The below summary highlights futures positions and changes made by hedge funds across commodities, forex, bonds and stock indices up until last Tuesday, January 19. A relatively quiet week where the market focused on a continued rise in Covid-related lockdowns and the beginning of the US earnings season. The reflation trade focus meanwhile began to fade with Republicans pushing back against President Biden’s $1.9 trillion Covid-19 relief plan.
While the Nasdaq pushed higher, the S&P 500 and global stocks in general traded unchanged while the dollar stayed bid after Yellen’s comment that the new administration is not seeking a weaker dollar.
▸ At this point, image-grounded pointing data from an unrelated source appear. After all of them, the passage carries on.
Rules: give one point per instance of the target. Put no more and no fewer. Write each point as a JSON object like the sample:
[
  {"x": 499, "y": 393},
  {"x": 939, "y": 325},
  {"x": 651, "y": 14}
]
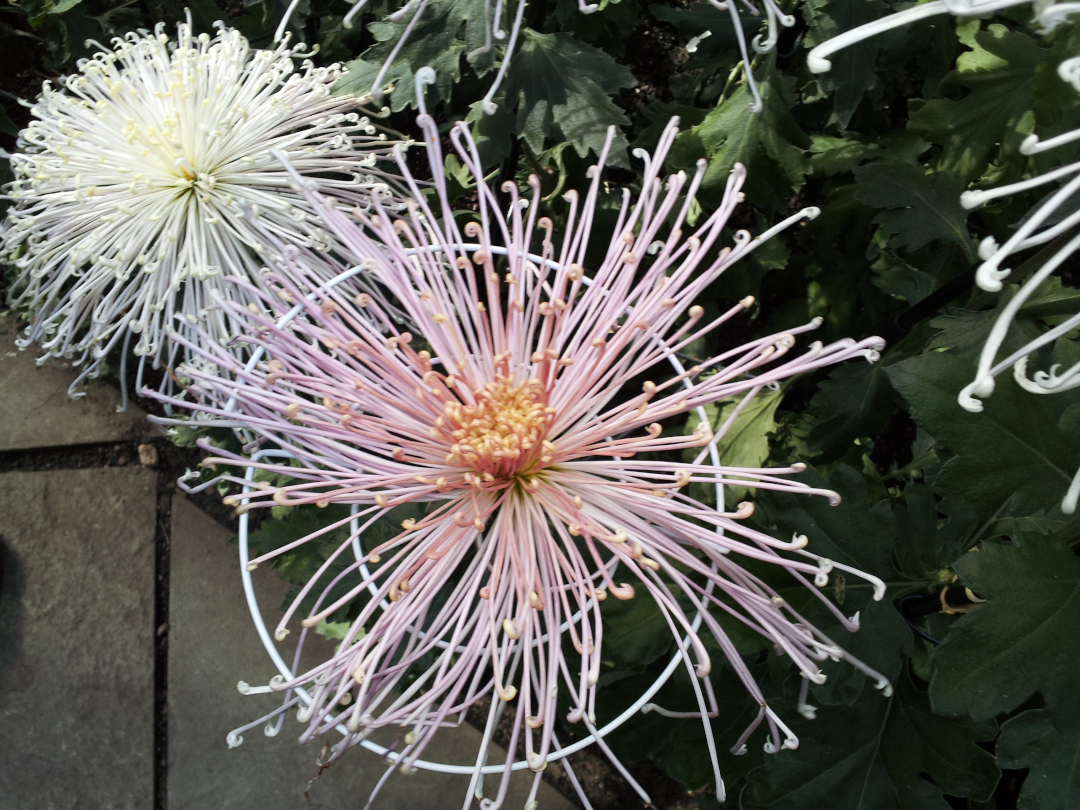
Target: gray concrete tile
[
  {"x": 36, "y": 410},
  {"x": 77, "y": 639},
  {"x": 212, "y": 646}
]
US 10-year bond yields ticked lower by four basis points as real yields slumped back below minus 1%. The Bloomberg Commodity Index traded lower for a second week, thereby attracting another week of mild profit taking.
Commodities
Speculators made another albeit small reduction in bullish bets on 24 major commodity futures contracts. Overall the Bloomberg Commodity Index traded lower by 0.7% with losses in crude oil, natural gas and not least the soybean complex being partly offset by gains in platinum, corn and the soft contracts of sugar, cocoa and coffee. Overall the net-long was cut by 1% to 2.5 million lots, still near record levels, with the biggest reductions seen in soybeans, corn and natural gas while buying supported fuel products (gas oil & diesel), wheat and coffee.